Future Ethical Implications and Recommendations
If Suzanne or future related add-ons are released more broadly, ethical considerations will remain central. The first major issue is privacy. Because prompts, audio, and optional context may be sent to a third-party provider, users must understand what leaves their machine and what does not. Future public versions should continue to make API usage explicit, avoid hidden telemetry, and clearly label any contextual data attached to a request. In educational settings, users should always have a non-AI alternative so that students are not forced into third-party processing to complete coursework [5, 9].
The second issue is reliability and over-trust. Even when grounded on documentation, language-model outputs can still be incomplete, outdated, or slightly misaligned with a given scene. Future versions should therefore keep Suzanne’s advisor role visible. The system should continue to present suggestions as suggestions, preserve opt-in behavior for any code execution, and encourage verification against Blender’s official documentation when appropriate [3]. As richer scene awareness or automation features are added, the design should remain conservative: visibility before action, confirmation before execution, and undo-friendly workflows wherever possible.
The third issue is equity and access.

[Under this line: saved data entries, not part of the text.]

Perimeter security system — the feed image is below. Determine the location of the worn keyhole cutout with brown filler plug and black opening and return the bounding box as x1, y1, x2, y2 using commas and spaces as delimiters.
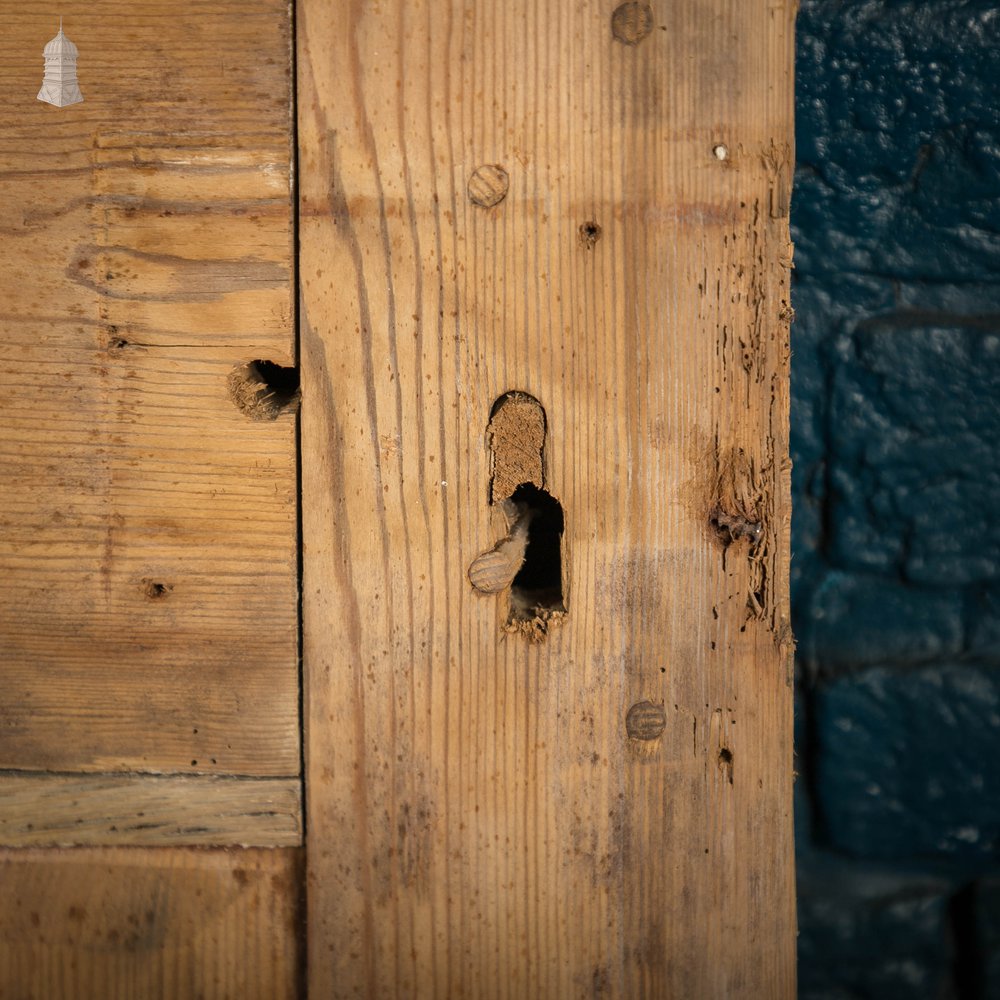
469, 392, 566, 641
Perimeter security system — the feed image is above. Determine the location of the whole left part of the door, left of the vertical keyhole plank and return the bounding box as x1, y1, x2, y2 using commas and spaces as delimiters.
0, 0, 302, 1000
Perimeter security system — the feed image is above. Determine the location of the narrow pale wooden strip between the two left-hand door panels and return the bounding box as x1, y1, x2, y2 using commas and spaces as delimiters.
0, 772, 302, 847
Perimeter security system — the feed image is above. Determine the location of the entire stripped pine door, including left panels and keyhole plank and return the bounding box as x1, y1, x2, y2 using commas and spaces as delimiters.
0, 0, 794, 1000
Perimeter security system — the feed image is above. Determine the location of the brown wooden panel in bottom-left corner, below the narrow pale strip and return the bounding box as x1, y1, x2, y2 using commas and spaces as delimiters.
0, 848, 302, 1000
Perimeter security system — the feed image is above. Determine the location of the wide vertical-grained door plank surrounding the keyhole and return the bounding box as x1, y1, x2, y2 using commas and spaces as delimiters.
297, 0, 795, 1000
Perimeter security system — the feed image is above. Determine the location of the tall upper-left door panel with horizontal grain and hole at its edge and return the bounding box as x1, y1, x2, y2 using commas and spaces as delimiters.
0, 0, 299, 776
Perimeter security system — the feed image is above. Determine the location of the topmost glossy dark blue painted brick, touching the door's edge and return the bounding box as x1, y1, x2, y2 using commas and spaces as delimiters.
794, 0, 1000, 282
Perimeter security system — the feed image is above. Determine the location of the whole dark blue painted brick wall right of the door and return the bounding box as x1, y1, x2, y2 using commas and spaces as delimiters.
792, 0, 1000, 1000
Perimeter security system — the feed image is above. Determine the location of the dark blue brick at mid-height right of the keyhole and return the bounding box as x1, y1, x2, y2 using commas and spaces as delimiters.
828, 317, 1000, 586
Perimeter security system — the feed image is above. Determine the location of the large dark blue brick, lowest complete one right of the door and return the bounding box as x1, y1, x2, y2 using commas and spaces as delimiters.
815, 664, 1000, 863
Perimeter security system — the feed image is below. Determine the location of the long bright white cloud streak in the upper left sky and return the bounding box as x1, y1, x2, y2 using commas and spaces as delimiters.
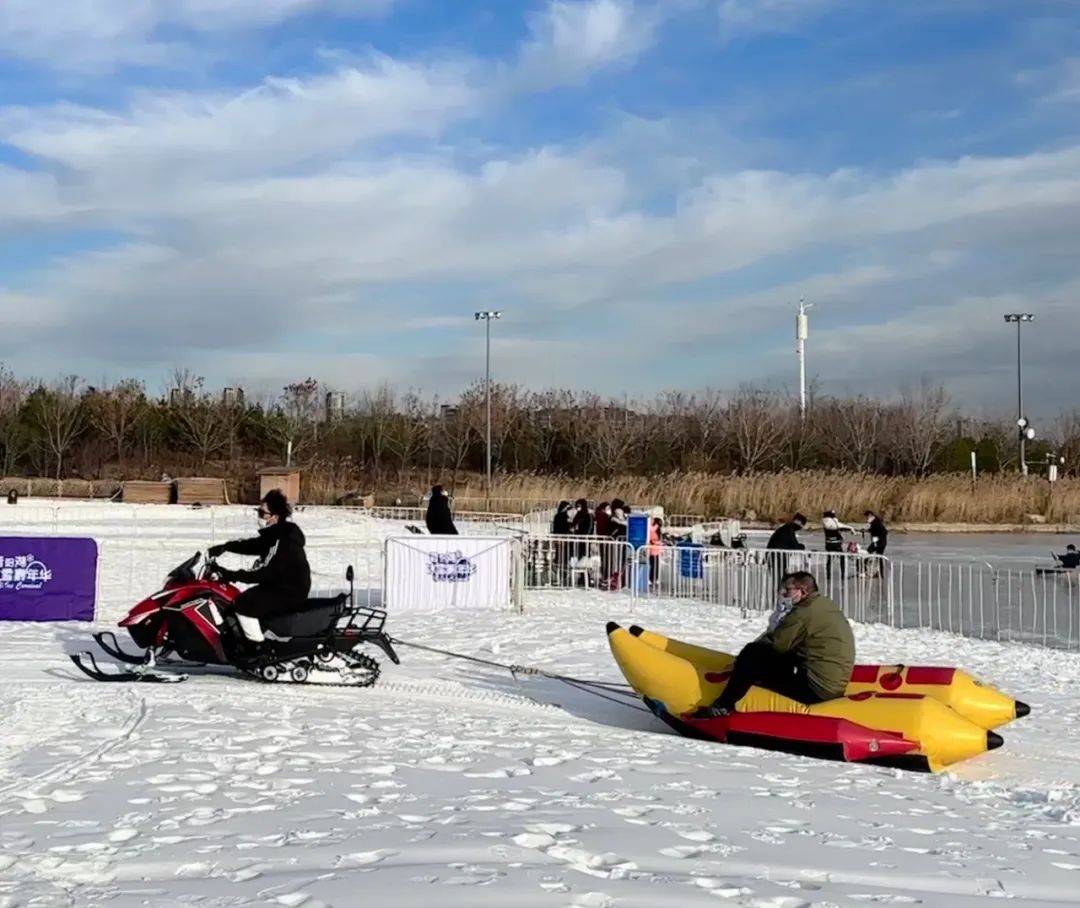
0, 56, 478, 182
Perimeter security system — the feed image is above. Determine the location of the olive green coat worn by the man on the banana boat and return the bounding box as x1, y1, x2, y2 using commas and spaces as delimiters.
764, 593, 855, 700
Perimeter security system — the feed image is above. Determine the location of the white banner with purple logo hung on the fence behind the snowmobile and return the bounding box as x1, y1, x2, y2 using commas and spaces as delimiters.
382, 536, 514, 614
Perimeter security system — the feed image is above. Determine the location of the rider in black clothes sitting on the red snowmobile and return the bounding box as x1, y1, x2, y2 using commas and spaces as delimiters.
206, 489, 311, 642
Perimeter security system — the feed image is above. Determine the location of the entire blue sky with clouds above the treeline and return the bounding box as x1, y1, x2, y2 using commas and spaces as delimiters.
0, 0, 1080, 414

Tools like Suzanne can help lower the barrier to Blender, but they can also create new inequalities if they depend on paid APIs, stable internet access, or English-only documentation. Future development should therefore prioritize cost transparency, graceful degradation when AI services are unavailable, and eventual exploration of cheaper or local model options. If I expand into additional add-ons, I should carry forward the same principle: the tool should help learners build skill and confidence, not create new hidden dependencies that only some users can afford.

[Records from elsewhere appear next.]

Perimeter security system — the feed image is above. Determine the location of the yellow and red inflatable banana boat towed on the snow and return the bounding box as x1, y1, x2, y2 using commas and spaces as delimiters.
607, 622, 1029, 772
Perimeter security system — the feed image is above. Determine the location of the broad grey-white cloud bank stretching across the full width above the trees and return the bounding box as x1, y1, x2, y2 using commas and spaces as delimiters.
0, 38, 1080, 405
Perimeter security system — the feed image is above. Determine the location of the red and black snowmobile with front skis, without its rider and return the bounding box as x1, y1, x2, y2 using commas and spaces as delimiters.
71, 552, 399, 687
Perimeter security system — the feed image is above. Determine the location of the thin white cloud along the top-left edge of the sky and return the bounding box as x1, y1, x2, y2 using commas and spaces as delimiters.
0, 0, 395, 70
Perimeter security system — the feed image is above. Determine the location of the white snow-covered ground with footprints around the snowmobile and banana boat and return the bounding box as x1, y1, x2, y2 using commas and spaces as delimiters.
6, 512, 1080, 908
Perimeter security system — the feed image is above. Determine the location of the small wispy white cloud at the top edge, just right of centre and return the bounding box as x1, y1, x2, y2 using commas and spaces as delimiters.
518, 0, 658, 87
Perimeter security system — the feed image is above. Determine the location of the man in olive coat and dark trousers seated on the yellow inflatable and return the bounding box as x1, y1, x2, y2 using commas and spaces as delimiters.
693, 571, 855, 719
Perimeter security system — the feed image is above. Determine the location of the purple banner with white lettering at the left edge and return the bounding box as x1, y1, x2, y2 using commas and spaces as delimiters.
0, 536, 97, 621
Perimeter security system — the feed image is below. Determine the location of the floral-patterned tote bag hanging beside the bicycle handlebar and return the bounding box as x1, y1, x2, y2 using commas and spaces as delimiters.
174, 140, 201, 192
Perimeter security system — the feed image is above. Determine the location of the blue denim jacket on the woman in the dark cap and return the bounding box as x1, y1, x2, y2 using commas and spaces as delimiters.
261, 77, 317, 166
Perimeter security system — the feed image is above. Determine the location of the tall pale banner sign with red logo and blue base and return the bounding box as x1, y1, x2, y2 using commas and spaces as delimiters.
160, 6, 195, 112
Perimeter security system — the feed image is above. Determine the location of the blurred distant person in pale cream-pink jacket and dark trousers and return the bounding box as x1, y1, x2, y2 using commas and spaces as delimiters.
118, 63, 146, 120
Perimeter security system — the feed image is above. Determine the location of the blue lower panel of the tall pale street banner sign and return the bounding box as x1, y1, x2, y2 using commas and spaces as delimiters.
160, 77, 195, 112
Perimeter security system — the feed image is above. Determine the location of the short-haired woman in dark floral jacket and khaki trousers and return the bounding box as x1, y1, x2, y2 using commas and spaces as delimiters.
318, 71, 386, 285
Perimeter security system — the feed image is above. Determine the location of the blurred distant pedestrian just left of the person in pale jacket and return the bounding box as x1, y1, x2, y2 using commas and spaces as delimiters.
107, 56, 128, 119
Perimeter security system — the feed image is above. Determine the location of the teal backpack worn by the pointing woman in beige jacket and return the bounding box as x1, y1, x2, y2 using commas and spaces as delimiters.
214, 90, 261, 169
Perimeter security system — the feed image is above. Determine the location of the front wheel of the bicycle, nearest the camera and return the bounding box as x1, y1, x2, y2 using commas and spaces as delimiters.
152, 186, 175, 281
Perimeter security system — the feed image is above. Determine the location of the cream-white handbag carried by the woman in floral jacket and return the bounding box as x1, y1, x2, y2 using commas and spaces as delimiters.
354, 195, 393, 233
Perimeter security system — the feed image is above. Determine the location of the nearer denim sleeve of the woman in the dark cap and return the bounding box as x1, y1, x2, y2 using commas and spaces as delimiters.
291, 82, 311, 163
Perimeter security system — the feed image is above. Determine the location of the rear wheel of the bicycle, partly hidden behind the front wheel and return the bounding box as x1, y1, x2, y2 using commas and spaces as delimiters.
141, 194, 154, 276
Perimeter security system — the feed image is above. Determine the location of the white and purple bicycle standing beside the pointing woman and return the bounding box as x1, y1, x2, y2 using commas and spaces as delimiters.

Overall, this project argues that AI in creative software is most promising when it is narrow enough to be trustworthy, visible enough to be inspectable, and supportive enough to help users keep ownership of their work. Suzanne does not solve every Blender learning problem, and it is not yet the final form of an intelligent in-viewport tutor. What it does show is that there is real value in designing AI assistance around instructional clarity, user agency, and workflow locality. That combination offers a practical foundation not only for Suzanne’s continued growth, but also for a wider future of Blender add-ons that teach, assist, and empower rather than simply automate.